Like ATMs, payment-accepting kiosks have integrated PIN pads that meet PIN-security requirements, easing the burden of PCI compliance.
To shift responsibility for compliance, major retailers are looking for ways to have a financial institution directly provide the POS payment operations through ownership of the card swipe device. That would make PCI-compliance issues irrelevant to the retailer.
"I see a trend for merchants to outsource their POS systems; after all, it's not a profit center for them," Elias said.
With all the PCI hoopla, there's no guarantee that data will be totally secure, even if a company is deemed to be in compliance with the standards.
Shifting threats, hardware and software upgrades, and personnel turnover can dramatically alter a company's security status, even though the company may have recently passed an audit.
The company would technically be compliant, even though many aspects of its security structure have changed. For instance, it's been reported that TJX Companies Inc. was not in compliance at the time of its well-known security breach. But what does that really mean?
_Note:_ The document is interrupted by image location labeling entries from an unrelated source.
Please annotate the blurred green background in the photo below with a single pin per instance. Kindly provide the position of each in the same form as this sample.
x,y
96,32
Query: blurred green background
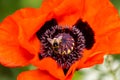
x,y
110,70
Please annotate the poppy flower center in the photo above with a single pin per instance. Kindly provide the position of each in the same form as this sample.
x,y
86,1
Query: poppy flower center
x,y
62,43
65,45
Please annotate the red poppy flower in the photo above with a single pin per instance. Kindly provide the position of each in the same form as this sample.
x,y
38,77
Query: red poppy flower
x,y
59,38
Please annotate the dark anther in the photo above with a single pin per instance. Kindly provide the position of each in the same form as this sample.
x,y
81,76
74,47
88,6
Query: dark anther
x,y
87,32
46,26
65,71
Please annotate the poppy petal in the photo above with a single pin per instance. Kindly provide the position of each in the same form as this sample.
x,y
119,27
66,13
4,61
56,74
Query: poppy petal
x,y
18,40
101,17
96,54
46,64
11,53
114,41
35,75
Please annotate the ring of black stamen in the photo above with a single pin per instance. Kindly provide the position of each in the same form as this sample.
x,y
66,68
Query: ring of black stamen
x,y
80,32
87,31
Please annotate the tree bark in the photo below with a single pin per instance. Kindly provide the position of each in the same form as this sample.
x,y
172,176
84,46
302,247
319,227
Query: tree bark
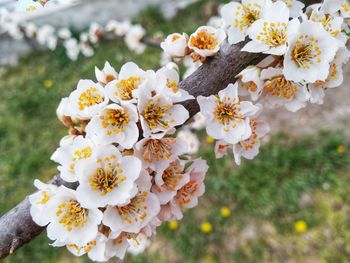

"It means a lot less than it sounds like," said Evan Schuman, Editor of StorefrontBacktalk.com, a retail technology blog.
"It's not clear in what way they were not compliant; and even if they were, all that means is on a particular day and time an audit was conducted and they were compliant. It doesn't mean they were compliant an hour later." Schuman said that like any audit, a PCI-compliance audit is merely a snapshot of a situation at a given time.
"Certification doesn't mean you'd be in compliance if you had another audit a day later," he said. "One issue is how long a compliance audit is good for."
At this point, however, the PCI system is the best option for bringing together best practices in the industry, observers say.
"I've stopped asking retailers if they're compliant, because if they're honest, they really don't know," Schuman said.However, the security track record for companies that have implemented the standards is good.
"So far we've not seen a PCI or PIN-security-compliant entity be the subject of a compromise," Perez said.
"We believe there are a number of compromise events that have been prevented because entities do comply with PCI DSS and PIN security standards, but the last compromise we prevented doesn't tend to make the media."